Presença de líderes põe desafio diplomático para abertura dos Jogos de Inverno

ROMA, 3 FEV (ANSA) – A cerimônia de abertura dos Jogos Olímpicos de Inverno de Milão e Cortina d’Ampezzo, no próximo dia 6 de fevereiro, no lendário estádio San Siro, promete ser muito mais do que um espetáculo esportivo.   

Com a confirmação da presença do secretário-geral da ONU, António Guterres, e de aproximadamente 50 chefes de Estado, de governo e membros de casas reais, o evento será também um delicado exercício diplomático, refletindo as complexas relações internacionais do momento.   

A segurança é a principal preocupação das autoridades italianas, que estabeleceram um protocolo rigoroso para as equipes estrangeiras, na esteira dos protestos contra a presença de agentes do controverso Serviço de Imigração e Alfândega dos Estados Unidos (ICE) na comitiva do vice-presidente J.D. Vance e do secretário de Estado Marco Rubio.   

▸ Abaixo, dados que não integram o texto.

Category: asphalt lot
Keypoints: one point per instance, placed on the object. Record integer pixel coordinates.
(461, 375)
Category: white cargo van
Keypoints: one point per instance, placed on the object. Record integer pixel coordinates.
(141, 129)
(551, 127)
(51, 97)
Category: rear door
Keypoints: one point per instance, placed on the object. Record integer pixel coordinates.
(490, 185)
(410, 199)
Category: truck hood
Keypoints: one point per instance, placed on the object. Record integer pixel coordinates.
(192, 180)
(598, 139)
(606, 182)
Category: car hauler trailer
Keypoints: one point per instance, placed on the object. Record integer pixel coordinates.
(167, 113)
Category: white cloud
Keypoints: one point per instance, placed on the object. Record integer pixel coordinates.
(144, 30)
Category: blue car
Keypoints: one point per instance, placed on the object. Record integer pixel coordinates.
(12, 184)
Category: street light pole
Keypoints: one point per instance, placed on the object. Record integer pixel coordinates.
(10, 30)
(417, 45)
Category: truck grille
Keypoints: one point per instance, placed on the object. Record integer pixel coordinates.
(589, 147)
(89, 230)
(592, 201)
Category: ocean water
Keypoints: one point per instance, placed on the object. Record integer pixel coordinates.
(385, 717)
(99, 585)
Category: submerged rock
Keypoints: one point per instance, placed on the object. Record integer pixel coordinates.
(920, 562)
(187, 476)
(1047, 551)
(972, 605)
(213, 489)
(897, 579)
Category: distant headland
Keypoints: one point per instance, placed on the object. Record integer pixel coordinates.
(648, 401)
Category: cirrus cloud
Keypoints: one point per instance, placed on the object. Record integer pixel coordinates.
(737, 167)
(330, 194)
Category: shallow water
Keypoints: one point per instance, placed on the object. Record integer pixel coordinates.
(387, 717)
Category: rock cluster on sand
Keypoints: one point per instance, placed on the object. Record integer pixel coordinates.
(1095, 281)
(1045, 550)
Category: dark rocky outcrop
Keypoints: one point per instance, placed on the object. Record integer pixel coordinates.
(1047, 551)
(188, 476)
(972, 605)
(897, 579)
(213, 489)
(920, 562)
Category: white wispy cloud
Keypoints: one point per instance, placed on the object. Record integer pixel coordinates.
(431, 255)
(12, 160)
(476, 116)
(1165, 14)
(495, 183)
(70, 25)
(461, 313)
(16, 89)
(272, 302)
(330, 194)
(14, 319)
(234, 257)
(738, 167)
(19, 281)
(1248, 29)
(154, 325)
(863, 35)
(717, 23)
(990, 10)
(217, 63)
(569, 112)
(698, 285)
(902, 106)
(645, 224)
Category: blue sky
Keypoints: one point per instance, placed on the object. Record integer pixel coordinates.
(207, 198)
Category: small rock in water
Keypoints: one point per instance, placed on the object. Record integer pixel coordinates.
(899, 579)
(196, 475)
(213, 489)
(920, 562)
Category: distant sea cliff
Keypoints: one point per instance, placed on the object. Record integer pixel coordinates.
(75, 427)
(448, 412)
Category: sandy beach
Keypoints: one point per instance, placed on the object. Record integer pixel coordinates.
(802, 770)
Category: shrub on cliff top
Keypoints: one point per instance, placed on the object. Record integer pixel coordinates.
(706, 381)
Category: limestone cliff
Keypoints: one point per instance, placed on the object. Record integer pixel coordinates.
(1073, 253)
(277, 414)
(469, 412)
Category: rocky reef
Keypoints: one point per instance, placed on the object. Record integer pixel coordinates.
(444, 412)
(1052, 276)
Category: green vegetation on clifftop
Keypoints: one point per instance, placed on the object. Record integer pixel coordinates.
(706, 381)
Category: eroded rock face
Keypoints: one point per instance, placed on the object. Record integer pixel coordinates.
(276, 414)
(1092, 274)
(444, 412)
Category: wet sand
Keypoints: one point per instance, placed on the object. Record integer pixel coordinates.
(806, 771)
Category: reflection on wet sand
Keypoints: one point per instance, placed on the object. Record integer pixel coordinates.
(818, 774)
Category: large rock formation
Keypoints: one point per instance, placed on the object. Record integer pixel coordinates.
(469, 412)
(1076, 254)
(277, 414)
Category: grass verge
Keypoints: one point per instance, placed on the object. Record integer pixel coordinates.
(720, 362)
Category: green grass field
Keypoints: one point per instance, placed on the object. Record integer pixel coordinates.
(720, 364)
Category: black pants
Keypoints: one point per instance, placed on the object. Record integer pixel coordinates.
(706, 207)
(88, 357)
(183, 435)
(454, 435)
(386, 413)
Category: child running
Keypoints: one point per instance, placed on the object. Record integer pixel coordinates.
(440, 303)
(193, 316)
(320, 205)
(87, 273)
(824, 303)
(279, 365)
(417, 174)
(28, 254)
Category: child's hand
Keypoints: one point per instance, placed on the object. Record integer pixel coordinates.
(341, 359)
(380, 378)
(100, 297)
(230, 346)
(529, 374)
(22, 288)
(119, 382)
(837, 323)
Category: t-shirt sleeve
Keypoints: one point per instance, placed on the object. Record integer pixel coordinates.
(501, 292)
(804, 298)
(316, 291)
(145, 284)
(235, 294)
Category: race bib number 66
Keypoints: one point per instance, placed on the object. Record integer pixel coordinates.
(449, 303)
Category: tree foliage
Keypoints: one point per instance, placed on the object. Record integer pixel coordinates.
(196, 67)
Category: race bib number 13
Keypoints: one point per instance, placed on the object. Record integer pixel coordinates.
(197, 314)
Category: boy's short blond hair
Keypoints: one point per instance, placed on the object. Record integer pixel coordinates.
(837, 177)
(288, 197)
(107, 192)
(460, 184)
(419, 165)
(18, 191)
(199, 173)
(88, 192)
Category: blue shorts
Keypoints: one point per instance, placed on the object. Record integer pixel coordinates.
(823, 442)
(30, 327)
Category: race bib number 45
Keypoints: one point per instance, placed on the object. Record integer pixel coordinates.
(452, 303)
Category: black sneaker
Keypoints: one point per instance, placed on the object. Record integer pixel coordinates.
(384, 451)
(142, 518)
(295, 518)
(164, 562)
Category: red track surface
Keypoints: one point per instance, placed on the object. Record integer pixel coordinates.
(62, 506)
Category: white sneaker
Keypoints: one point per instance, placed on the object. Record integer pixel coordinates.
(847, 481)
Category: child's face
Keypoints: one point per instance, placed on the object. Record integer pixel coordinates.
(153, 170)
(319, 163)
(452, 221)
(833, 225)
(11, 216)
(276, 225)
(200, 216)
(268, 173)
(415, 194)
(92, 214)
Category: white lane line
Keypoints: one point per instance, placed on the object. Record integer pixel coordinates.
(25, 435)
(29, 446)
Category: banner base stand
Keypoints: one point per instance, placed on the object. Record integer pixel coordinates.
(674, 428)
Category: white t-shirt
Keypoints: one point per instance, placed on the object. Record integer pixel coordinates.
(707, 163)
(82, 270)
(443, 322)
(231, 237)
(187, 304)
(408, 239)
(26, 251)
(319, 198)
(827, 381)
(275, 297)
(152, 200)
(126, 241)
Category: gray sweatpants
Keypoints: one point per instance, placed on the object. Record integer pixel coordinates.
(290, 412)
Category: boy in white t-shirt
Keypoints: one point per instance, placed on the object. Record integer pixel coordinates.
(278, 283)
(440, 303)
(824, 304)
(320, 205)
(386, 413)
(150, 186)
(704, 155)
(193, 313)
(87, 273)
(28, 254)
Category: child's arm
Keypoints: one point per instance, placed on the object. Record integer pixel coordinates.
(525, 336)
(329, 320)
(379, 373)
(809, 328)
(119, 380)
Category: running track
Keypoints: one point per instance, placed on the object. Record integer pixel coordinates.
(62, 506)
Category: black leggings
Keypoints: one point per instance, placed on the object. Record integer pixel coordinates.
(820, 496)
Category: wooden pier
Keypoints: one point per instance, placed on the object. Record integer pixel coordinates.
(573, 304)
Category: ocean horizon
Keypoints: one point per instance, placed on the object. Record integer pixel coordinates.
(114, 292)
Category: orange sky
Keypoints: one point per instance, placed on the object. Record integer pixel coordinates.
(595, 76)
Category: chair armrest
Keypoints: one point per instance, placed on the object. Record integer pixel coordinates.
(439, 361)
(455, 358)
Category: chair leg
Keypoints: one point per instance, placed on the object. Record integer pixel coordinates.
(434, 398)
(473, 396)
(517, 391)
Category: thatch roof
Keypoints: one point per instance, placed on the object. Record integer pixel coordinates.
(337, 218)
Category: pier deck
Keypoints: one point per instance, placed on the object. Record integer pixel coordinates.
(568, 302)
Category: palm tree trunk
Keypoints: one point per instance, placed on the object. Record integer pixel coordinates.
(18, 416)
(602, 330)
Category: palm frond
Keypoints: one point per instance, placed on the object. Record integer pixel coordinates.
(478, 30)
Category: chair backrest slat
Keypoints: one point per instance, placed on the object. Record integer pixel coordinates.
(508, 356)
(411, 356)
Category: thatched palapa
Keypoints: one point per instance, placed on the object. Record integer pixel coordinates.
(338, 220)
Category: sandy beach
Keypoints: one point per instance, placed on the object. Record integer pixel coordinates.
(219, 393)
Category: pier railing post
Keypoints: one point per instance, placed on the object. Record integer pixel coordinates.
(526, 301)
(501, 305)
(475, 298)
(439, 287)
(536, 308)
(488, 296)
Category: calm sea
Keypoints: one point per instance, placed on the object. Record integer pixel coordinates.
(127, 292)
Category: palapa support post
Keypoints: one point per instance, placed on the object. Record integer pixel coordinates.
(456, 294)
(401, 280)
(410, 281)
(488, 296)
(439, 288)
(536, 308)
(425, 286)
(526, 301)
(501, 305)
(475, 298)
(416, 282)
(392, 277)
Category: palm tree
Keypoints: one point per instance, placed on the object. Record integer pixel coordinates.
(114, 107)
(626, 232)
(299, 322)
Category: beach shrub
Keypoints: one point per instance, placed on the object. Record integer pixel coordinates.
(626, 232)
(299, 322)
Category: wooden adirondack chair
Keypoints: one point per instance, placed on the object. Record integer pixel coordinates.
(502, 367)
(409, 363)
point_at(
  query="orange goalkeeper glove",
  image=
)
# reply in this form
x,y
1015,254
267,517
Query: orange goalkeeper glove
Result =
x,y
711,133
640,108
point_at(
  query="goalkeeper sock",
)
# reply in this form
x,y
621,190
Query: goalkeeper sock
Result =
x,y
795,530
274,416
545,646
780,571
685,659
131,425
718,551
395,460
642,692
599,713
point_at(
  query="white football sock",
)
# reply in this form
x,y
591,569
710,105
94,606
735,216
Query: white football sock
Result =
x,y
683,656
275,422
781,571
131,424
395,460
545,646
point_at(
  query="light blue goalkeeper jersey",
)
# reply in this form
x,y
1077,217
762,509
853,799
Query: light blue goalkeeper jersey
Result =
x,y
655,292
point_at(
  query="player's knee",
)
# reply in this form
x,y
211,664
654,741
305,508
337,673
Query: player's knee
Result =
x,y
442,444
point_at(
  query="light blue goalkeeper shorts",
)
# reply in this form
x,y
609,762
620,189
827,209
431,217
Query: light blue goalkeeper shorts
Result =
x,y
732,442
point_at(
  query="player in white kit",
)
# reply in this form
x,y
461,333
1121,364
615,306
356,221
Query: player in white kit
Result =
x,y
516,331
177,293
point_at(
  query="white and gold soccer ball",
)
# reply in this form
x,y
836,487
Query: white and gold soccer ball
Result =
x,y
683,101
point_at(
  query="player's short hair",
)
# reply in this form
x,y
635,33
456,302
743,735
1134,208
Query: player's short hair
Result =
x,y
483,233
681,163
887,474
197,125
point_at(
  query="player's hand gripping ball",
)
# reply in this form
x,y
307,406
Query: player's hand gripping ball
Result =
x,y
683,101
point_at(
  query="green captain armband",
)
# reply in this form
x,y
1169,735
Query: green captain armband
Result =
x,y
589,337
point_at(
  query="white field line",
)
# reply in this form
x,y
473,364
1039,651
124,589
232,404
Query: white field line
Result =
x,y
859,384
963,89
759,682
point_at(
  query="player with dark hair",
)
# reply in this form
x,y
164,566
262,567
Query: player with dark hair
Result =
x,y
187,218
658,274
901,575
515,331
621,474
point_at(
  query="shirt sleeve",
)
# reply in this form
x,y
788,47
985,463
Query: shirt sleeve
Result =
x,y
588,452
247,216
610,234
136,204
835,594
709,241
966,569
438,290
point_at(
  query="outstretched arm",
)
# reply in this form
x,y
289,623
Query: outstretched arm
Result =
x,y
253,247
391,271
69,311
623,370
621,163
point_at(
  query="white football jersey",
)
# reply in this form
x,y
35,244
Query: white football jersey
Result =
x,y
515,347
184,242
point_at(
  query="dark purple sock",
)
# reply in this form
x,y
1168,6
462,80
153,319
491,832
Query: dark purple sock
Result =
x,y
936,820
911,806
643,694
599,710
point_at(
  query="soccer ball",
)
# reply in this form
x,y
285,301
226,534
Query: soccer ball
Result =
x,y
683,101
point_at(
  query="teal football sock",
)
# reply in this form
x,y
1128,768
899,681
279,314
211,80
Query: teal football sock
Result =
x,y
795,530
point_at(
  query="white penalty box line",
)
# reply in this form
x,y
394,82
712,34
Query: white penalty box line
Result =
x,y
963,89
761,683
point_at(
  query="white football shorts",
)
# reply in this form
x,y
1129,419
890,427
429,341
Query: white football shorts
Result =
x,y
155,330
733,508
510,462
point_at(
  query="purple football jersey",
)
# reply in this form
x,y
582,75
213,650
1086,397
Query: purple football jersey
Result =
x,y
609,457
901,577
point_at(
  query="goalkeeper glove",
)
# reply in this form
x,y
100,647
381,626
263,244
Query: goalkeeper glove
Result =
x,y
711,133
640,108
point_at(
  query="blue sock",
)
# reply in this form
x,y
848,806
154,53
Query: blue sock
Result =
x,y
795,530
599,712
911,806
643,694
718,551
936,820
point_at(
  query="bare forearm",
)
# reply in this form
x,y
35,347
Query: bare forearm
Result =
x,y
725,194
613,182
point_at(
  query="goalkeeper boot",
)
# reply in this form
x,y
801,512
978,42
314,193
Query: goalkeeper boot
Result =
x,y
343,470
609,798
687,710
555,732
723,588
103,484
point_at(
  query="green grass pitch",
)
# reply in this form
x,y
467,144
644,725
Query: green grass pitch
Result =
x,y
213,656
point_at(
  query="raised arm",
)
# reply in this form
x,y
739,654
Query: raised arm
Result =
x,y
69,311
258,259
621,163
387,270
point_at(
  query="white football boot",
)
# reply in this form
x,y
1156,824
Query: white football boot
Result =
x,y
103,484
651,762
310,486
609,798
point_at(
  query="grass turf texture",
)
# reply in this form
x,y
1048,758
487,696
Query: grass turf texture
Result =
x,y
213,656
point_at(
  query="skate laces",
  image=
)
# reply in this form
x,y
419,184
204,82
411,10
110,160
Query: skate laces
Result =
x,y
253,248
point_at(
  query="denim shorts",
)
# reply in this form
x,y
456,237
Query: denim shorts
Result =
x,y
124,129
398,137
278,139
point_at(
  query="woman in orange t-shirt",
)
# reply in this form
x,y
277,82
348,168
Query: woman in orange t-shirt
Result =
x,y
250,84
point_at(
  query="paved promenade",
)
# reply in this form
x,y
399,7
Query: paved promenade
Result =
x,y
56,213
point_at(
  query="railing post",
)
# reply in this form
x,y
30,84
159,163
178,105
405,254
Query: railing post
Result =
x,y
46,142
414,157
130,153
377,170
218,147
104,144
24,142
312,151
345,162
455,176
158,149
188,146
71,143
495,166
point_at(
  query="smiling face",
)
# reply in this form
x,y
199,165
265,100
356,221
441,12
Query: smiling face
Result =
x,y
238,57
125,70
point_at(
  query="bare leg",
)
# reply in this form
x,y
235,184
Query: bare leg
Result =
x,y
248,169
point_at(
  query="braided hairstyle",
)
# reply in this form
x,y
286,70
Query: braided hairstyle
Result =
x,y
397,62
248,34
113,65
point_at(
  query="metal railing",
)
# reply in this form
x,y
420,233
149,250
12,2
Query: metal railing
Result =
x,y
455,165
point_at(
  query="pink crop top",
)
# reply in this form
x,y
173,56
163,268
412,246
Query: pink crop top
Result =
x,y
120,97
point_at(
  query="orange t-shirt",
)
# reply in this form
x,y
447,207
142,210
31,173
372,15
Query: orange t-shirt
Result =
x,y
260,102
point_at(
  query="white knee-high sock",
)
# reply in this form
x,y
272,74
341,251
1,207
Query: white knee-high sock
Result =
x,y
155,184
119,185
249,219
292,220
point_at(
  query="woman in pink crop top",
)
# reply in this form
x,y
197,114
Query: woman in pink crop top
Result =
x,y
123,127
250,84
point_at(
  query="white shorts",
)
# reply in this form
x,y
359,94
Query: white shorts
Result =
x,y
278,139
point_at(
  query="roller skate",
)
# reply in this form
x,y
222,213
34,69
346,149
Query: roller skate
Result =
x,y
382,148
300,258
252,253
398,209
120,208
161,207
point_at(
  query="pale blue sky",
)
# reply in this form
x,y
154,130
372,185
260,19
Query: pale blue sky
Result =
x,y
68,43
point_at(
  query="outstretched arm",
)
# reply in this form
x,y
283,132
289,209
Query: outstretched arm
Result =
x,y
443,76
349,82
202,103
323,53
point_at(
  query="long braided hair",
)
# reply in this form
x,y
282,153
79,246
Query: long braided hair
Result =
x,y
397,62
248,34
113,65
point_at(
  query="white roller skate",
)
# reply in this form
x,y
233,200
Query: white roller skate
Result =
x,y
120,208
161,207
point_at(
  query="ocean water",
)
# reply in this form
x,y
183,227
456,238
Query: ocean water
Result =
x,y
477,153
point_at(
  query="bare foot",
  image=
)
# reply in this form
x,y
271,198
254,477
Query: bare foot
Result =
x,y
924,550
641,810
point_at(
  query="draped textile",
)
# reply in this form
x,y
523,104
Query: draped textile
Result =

Também falou-se nos últimos dias em uma possível presença de membros da Guarda Revolucionária do Irã, recém-designada como grupo terrorista pela União Europeia, na delegação do país persa.   

Os desafios, porém, não se limitam a nações abertamente hostis entre si, como Irã e Israel ou Ucrânia e Rússia. Até aliados históricos, como França e Estados Unidos – cujas relações esfriaram devido à crise da Groenlândia – apresentam um quebra-cabeça logístico.   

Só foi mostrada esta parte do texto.